Friday, November 24, 2006

Tb Spillover - Another Cat

The single thing which our Minister for Animal Health and Welfare, baby Ben Bradshaw did this year, and on which we congratulated him - never failing to give praise when it is due - was to make tuberculosis notifiable in all mammals.

We have already mentioned in our postings
http://bovinetb.blogspot.com/2004/10/tb-spill-over-cats-out-of-bag.html and http://bovinetb.blogspot.com/2005/02/what-about-cats.html the susceptibility of cats (among many mammals) to bTB. And from a Midlands contributer, comes the sad tale of a ginger tom called errr - 'Ginger'.

Briefly, this puss was a family pet, a neutered male aged three and half, sharing his domicile with another cat, two young children and his owners whose house was on the edge of a development overloking fields. This summer, Ginger began to lose weight and looked ill, so he was taken to the local vet. Initial examinations showed 'a slight wheeziness' (where have we heard that before ?) and antibiotics were prescribed. The cat did not respond and began coughing. Much further investigative work was done on said cat, involving blood tests and X rays finally resulting in his demise a week later on 'welfare' grounds.

Postmortem indicated major lung damage, enlarged lymph nodes, pneumonia and emaciation. Cultures confirmed bTb.

In the immediate local area, no cattle have grazed the fields nearest to the house in which this cat lived for many years. But to the south of the area in 2005 a dead RTA badger tested positive for bTb, and this year, three farms are experiencing what Defra define as 'emerging new cases' in their cattle, involving multiple reactors. As we have said many times, and no doubt will continue to say, it is absolutely no use shooting the messenger - in this case the tested cattle - and leaving the other half (or even threequarters) of the circle, to wander about infecting anything that crosses its miserable path.

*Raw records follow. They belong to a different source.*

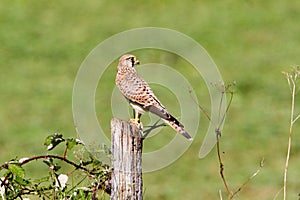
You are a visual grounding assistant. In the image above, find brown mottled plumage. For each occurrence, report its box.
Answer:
[116,54,192,140]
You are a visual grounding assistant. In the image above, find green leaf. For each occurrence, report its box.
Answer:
[8,164,25,177]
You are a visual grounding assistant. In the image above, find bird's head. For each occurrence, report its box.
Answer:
[119,54,140,67]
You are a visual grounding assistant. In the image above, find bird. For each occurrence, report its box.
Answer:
[115,54,193,140]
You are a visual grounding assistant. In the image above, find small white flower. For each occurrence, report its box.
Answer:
[55,174,69,190]
[0,177,5,200]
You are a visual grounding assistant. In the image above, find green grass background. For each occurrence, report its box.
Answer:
[0,0,300,200]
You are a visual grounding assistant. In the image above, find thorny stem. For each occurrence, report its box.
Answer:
[216,130,231,199]
[282,66,300,200]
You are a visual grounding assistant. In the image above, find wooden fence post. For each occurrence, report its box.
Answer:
[110,118,143,200]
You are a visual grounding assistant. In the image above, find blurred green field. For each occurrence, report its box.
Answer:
[0,0,300,200]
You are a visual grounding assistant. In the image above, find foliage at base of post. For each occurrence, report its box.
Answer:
[0,133,112,199]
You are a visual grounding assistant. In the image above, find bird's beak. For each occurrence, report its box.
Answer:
[134,58,140,65]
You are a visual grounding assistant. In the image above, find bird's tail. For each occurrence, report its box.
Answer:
[163,116,193,140]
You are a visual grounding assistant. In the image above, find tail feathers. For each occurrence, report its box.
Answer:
[164,118,193,141]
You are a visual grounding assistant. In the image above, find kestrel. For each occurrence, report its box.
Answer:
[116,54,192,140]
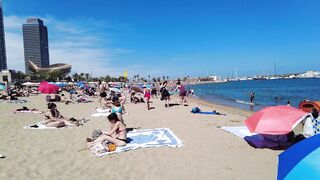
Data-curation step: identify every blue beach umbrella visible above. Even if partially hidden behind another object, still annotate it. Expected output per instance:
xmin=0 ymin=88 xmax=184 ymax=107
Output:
xmin=277 ymin=134 xmax=320 ymax=180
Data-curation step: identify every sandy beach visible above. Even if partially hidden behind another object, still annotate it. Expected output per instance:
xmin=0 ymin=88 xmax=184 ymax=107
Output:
xmin=0 ymin=95 xmax=281 ymax=180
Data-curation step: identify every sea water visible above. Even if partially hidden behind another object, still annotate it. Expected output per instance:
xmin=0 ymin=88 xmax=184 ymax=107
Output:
xmin=189 ymin=79 xmax=320 ymax=111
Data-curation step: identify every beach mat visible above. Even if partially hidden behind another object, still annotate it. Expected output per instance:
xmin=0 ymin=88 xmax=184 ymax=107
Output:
xmin=91 ymin=128 xmax=182 ymax=157
xmin=194 ymin=111 xmax=218 ymax=115
xmin=220 ymin=126 xmax=256 ymax=139
xmin=23 ymin=121 xmax=70 ymax=129
xmin=91 ymin=112 xmax=111 ymax=117
xmin=96 ymin=108 xmax=110 ymax=113
xmin=1 ymin=99 xmax=28 ymax=104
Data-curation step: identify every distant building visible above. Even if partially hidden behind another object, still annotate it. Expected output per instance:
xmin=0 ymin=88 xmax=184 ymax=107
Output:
xmin=299 ymin=71 xmax=320 ymax=78
xmin=0 ymin=70 xmax=17 ymax=83
xmin=22 ymin=18 xmax=50 ymax=73
xmin=0 ymin=0 xmax=7 ymax=71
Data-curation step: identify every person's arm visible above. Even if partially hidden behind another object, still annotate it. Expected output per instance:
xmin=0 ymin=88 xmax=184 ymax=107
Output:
xmin=103 ymin=122 xmax=120 ymax=136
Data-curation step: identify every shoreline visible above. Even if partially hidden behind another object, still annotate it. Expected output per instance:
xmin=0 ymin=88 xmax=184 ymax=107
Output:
xmin=188 ymin=96 xmax=254 ymax=117
xmin=0 ymin=95 xmax=281 ymax=180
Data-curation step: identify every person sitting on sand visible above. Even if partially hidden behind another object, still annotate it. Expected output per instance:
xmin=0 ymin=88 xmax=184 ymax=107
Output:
xmin=13 ymin=106 xmax=43 ymax=114
xmin=105 ymin=97 xmax=124 ymax=122
xmin=130 ymin=91 xmax=142 ymax=104
xmin=87 ymin=113 xmax=127 ymax=148
xmin=44 ymin=103 xmax=80 ymax=127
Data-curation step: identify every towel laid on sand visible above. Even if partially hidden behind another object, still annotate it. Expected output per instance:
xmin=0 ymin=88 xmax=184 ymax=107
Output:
xmin=221 ymin=126 xmax=292 ymax=149
xmin=91 ymin=108 xmax=110 ymax=117
xmin=220 ymin=126 xmax=256 ymax=139
xmin=91 ymin=112 xmax=110 ymax=117
xmin=96 ymin=108 xmax=110 ymax=113
xmin=1 ymin=99 xmax=28 ymax=104
xmin=24 ymin=121 xmax=70 ymax=129
xmin=91 ymin=128 xmax=182 ymax=157
xmin=15 ymin=110 xmax=43 ymax=114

The ususal suspects clanked into action within this shocked family's household, with visits from the Communicable diseases section of the local council, TB tests for the children, monitoring of the remaining cat and advice on the symptoms they must look out for in themselves and neighbours and susceptible pets.

The source of this strain (17 spoligotype) of bTb in a domestic, non feral family pet is not linked to infection from either human beings or other local 'pets'. Cattle herds are to be tested within a 3km area. And the badgers, one of which expired locally and tested positive for the same strain of bTb? Sssshhhhhhh ... Defra may not speak its name.

2 comments:

Anonymous said...

Am I right in thinking that you can test for which cattle are infected by TB and thus remove them leaving the healthy ones alone? But when it comes to badgers you cant tell which are infected so in order to clear the desease you would have to kill them all including the healthy ones?

Matthew said...

Yes and no.
Cattle are tested using an international diagnostic tool - the intradermal skin test. And yes, anything which tests positive is slaughtered. As a herd test, the skin test is in the high 90's percentage on both specificity and sensitivety.
The badger group argument is that they are 'not against culling infected badgers', but without postmortem, they are difficult to identify because the Brock live test is very poor on a 'negative' reading.
This ignores PCR diagnostics which do work on sett material and latrines to identify infected material, and it totally ignores the infectivety of bTb within a sett, and within a social group. It ignores transmission from sow to her cubs but mainly it ignores the actions taken by the badgers themselves to exclude a highly infectious, very sick badger.

In our experience, it is these 'dispersers' excluded by their group which cause the real havoc. And we have explained that some farmers are having great success identifying 'off sets' to which these animals slink, and on welfare grounds under the terms of the Badger Protection Act, are dealing with these and only these, leaving the main group alone. More on this in new posting on Ireland.